Parsing CSS involves a series of steps:

  • When parsing from bytes, (e.g. reading a file or fetching an URL from the network,) detect the character encoding (based on a Content-Type HTTP header, an @charset rule, a BOM, etc.) and decode to Unicode text.

    rust-cssparser does not do this yet and just assumes UTF-8.

    This step is skipped when parsing from Unicode, e.g. in an HTML <style> element.

  • Tokenization, a.k.a. lexing. The input, a stream of Unicode text, is transformed into a stream of tokens. Tokenization never fails, although the output may contain error tokens.

  • This flat stream of tokens is then transformed into a tree of component values, which are either preserved tokens, or blocks/functions ({ … }, [ … ], ( … ), foo( … )) that contain more component values.

    rust-cssparser does this at the same time as tokenization: raw tokens are never materialized, you only get component values.

  • Component values can then be parsed into generic rules or declarations. The header and body of rules as well as the value of declarations are still just lists of component values at this point.

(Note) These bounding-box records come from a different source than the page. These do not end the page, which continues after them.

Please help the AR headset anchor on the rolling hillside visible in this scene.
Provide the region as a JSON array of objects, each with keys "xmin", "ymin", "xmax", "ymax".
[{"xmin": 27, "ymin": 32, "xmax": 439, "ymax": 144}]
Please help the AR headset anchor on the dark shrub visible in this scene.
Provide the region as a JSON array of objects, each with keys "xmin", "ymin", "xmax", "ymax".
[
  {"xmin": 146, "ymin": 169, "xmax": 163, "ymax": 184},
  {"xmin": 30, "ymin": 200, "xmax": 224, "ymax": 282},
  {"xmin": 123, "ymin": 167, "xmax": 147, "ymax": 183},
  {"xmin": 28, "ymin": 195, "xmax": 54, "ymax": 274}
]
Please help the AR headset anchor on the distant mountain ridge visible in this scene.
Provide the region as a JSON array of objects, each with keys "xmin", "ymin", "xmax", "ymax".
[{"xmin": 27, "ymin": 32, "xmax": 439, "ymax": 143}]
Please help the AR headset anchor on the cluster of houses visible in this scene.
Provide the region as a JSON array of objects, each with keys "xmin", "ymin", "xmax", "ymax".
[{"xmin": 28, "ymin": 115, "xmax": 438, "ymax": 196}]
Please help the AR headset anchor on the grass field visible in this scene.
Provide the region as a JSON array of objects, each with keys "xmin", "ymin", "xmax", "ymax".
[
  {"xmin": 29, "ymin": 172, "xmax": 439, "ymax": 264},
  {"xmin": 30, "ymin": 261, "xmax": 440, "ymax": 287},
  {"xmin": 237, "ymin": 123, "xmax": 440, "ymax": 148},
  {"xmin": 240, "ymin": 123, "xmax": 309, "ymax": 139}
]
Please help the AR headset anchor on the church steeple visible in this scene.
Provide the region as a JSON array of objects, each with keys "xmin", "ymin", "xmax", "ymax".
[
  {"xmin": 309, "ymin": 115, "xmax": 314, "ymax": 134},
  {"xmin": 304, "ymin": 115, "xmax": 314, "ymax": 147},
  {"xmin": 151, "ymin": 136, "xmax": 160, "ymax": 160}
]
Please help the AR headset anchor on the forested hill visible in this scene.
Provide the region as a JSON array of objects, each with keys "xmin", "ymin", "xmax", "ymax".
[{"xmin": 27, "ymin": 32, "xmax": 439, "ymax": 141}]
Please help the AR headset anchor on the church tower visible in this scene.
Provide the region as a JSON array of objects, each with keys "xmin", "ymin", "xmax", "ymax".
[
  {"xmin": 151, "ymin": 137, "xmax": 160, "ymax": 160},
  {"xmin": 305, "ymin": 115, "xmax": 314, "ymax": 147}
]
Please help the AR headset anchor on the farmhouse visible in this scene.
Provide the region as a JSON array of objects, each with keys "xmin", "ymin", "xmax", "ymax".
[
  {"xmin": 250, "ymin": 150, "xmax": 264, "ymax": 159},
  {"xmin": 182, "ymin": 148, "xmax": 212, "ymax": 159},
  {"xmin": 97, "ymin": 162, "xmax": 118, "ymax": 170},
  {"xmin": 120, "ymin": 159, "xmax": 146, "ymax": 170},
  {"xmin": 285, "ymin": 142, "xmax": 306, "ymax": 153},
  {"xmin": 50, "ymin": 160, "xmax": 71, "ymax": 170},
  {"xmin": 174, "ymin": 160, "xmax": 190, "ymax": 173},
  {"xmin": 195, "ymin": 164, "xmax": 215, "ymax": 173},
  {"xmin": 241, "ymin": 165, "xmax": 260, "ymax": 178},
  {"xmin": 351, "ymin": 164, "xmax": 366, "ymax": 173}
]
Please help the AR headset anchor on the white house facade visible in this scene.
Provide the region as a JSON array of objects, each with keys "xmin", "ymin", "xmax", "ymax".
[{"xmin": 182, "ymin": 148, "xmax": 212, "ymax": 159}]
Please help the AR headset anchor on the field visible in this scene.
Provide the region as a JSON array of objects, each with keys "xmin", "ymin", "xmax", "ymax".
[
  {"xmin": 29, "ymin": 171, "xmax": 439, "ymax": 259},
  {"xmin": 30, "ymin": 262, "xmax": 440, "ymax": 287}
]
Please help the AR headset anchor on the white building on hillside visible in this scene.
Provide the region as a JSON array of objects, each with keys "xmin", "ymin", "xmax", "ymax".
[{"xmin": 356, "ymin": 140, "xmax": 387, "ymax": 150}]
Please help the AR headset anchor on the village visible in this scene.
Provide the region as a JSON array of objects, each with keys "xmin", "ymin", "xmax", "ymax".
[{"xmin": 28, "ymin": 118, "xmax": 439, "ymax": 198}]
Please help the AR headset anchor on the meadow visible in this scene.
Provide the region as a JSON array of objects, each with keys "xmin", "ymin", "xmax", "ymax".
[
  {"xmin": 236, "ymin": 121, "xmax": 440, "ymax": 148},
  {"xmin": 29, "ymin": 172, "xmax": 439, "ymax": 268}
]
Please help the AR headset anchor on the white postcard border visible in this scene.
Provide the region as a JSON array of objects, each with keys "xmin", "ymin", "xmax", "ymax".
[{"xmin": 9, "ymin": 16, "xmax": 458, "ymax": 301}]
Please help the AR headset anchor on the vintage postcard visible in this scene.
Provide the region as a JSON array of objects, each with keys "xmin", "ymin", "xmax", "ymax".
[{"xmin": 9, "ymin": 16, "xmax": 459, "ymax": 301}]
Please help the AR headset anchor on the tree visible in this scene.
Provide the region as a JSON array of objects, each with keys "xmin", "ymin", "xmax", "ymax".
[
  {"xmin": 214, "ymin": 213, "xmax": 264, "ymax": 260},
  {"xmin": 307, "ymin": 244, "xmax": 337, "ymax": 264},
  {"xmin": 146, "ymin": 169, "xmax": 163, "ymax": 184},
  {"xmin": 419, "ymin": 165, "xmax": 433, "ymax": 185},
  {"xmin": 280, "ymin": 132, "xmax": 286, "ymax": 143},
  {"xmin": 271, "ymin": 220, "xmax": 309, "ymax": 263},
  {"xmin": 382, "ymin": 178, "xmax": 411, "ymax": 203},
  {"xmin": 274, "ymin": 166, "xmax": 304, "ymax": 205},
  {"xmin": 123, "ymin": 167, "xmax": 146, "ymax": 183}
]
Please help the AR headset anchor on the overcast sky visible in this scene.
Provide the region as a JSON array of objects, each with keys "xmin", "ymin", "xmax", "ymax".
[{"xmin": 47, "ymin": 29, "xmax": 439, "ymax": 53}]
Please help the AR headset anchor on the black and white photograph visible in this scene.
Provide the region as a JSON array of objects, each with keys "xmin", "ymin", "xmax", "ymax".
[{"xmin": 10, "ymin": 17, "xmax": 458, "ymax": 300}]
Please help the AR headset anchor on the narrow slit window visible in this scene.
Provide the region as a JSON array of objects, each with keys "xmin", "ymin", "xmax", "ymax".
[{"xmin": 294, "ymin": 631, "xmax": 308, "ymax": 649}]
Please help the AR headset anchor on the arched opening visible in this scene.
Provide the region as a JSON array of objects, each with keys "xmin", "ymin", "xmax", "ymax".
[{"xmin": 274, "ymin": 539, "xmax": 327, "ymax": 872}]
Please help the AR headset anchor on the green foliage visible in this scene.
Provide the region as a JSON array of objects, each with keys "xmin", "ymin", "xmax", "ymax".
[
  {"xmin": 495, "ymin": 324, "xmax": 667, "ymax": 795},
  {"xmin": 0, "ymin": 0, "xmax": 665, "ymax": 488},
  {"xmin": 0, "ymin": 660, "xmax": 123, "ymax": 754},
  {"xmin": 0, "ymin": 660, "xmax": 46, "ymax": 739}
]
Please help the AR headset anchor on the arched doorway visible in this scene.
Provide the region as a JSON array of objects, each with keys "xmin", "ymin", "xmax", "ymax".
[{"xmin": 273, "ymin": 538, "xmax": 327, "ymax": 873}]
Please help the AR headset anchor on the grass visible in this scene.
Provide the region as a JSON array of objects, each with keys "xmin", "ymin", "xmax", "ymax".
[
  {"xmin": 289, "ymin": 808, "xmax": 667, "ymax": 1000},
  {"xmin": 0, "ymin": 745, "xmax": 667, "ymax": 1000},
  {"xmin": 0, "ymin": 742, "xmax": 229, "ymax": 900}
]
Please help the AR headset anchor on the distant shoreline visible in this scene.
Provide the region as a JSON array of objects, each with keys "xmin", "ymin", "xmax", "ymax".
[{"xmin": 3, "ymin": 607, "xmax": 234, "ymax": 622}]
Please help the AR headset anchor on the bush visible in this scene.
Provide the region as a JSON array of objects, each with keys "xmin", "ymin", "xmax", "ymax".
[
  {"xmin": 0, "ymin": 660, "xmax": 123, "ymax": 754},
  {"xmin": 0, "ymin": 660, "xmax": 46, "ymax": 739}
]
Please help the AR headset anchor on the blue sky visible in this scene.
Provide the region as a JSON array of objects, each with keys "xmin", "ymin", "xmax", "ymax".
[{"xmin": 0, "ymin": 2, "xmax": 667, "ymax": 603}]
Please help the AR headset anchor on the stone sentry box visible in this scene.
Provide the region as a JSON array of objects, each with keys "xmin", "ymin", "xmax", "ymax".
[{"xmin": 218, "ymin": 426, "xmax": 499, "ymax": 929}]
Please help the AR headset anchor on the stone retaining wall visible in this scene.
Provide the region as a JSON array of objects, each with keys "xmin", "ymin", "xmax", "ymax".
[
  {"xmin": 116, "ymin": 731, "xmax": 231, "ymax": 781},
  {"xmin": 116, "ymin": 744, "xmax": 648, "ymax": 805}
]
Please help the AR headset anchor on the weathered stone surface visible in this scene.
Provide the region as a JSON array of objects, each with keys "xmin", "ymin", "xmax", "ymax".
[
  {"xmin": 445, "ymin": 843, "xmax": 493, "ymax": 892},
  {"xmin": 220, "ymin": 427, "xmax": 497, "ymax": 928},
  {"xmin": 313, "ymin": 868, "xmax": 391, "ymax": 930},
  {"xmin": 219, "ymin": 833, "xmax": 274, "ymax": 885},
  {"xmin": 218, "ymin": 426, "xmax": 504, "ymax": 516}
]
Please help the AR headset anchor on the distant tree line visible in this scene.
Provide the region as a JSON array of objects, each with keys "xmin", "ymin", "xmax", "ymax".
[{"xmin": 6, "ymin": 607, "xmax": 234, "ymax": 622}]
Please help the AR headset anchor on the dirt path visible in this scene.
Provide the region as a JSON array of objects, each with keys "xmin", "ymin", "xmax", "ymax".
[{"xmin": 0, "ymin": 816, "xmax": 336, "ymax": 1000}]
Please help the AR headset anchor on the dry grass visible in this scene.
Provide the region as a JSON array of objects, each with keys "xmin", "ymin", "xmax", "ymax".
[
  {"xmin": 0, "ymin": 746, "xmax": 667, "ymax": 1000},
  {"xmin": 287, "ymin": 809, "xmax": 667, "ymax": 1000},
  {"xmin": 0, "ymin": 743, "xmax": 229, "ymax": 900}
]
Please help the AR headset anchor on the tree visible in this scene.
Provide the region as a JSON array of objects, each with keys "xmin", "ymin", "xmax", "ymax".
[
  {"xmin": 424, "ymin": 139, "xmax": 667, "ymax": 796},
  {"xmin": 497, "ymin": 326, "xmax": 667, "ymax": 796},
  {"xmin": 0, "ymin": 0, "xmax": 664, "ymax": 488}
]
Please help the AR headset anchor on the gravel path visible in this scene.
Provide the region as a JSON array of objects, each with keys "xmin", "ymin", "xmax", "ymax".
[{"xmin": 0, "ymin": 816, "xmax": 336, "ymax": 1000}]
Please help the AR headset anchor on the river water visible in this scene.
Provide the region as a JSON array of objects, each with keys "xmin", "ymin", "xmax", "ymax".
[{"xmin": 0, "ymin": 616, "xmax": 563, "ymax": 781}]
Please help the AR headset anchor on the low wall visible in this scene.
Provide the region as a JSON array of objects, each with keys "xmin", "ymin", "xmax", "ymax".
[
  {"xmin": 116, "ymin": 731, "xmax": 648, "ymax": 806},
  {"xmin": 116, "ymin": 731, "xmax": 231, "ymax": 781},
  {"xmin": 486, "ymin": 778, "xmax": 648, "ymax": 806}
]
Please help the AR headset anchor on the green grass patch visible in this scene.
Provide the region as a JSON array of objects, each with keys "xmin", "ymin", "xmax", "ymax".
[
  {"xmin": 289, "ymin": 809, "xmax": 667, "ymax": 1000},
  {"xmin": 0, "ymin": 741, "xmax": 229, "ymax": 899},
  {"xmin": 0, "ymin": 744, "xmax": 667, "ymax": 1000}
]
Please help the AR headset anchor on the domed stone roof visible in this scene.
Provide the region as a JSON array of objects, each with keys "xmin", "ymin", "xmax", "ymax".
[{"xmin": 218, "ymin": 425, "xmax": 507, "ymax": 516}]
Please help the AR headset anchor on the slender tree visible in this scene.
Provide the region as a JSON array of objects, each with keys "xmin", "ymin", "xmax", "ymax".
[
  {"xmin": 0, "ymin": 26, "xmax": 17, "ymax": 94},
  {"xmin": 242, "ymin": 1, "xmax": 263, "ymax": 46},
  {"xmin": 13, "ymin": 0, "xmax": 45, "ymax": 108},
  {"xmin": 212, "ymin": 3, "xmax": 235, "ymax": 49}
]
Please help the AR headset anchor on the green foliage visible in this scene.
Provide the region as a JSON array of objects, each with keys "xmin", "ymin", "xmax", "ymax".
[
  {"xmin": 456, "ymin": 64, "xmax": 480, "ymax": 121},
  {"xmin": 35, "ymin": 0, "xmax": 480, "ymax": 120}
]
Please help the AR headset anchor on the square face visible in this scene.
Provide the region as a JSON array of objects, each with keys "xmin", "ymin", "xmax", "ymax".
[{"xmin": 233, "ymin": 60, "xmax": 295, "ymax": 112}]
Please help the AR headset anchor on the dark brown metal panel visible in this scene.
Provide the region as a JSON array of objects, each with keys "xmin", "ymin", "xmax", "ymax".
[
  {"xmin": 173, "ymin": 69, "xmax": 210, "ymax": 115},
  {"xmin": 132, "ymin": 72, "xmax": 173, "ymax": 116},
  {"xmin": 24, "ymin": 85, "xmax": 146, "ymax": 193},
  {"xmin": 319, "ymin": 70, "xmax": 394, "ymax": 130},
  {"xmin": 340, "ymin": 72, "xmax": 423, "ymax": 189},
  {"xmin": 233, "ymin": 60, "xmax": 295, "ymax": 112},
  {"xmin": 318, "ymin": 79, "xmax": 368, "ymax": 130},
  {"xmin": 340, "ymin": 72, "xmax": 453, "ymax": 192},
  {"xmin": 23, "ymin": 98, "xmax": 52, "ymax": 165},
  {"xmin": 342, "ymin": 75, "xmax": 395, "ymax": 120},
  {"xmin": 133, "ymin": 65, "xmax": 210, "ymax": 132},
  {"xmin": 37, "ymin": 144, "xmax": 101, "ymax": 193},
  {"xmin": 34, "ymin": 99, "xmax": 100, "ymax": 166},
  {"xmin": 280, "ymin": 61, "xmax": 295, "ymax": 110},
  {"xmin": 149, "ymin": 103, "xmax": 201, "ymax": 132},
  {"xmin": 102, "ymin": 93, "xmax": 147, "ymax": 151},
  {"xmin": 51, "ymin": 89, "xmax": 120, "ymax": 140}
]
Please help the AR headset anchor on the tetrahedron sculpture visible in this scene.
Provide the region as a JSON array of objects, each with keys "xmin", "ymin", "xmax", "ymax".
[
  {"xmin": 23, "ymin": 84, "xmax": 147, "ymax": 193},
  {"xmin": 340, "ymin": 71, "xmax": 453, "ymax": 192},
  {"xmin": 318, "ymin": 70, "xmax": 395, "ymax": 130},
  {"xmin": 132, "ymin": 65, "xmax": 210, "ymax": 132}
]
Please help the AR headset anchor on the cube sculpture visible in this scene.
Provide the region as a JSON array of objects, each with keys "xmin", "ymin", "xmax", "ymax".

See the Token enum for the data structure.

  • The last step of a full CSS parser is parsing the remaining component values into Selectors, specific CSS properties, etc.

    By design, rust-cssparser does not do this last step which depends a lot on what you want to do: which properties you want to support, what you want to do with selectors, etc.

    It does however provide some helper functions to parse CSS colors and An+B (the argument to :nth-child() and related selectors.

    See Servo’s style crate for an example of a parser based on rust-cssparser.